Last updated January 13, 2025

Pentamidine is an antimicrobial medication used to treat African trypanosomiasis, leishmaniasis, Balamuthia infections,^[2] babesiosis, and to prevent and treat pneumocystis pneumonia (PCP) in people with poor immune function.^[1] In African trypanosomiasis it is used for early disease before central nervous system involvement, as a second line option to suramin.^[1] It is an option for both visceral leishmaniasis and cutaneous leishmaniasis.^[1] Pentamidine can be given by injection into a vein or muscle or by inhalation.^[1]
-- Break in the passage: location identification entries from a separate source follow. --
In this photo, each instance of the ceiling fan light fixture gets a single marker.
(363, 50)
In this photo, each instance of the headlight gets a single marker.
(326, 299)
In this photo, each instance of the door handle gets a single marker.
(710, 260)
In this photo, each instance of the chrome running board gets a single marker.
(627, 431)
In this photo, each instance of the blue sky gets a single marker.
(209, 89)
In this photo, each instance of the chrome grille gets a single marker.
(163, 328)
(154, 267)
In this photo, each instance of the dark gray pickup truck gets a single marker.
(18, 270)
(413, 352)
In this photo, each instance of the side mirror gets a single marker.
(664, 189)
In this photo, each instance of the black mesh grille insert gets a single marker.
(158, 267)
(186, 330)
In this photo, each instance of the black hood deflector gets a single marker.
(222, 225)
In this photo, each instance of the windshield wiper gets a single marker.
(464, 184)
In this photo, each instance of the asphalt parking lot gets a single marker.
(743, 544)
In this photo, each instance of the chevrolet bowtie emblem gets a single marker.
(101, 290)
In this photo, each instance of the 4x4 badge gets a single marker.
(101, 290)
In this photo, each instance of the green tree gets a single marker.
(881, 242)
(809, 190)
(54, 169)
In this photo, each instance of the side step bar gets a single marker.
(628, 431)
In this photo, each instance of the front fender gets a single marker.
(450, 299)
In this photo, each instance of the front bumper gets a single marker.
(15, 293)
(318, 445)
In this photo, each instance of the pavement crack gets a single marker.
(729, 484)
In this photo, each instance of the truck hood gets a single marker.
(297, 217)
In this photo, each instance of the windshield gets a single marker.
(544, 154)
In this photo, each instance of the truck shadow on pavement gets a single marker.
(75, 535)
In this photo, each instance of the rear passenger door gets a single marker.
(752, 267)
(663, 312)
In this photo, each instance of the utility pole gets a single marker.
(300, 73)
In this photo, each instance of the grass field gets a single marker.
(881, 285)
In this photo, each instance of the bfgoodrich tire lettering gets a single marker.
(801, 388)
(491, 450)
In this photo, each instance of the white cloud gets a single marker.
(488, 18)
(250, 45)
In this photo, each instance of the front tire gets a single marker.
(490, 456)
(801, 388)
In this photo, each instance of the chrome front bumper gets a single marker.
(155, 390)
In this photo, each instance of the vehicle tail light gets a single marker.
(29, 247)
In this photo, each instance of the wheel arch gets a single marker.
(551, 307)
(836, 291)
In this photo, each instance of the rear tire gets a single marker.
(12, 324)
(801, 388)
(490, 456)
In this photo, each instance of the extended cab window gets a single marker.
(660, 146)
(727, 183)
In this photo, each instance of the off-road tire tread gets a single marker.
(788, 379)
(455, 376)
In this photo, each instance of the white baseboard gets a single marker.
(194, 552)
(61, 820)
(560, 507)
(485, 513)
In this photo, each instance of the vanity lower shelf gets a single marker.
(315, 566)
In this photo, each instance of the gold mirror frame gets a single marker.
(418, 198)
Common side effects of the injectable form include low blood sugar, pain at the site of injection, nausea, vomiting, low blood pressure, and kidney problems.^[1] Common side effects of the inhaled form include wheezing, cough, and nausea.^[1] It is unclear if doses should be changed in those with kidney or liver problems.^[1] Pentamidine is not recommended in early pregnancy but may be used in later pregnancy.^[1] Its safety during breastfeeding is unclear.^[3] Pentamidine is in the aromatic diamidine family of medications.^[4] While the way the medication works is not entirely clear, it is believed to involve decreasing the production of DNA, RNA, and protein.^[1]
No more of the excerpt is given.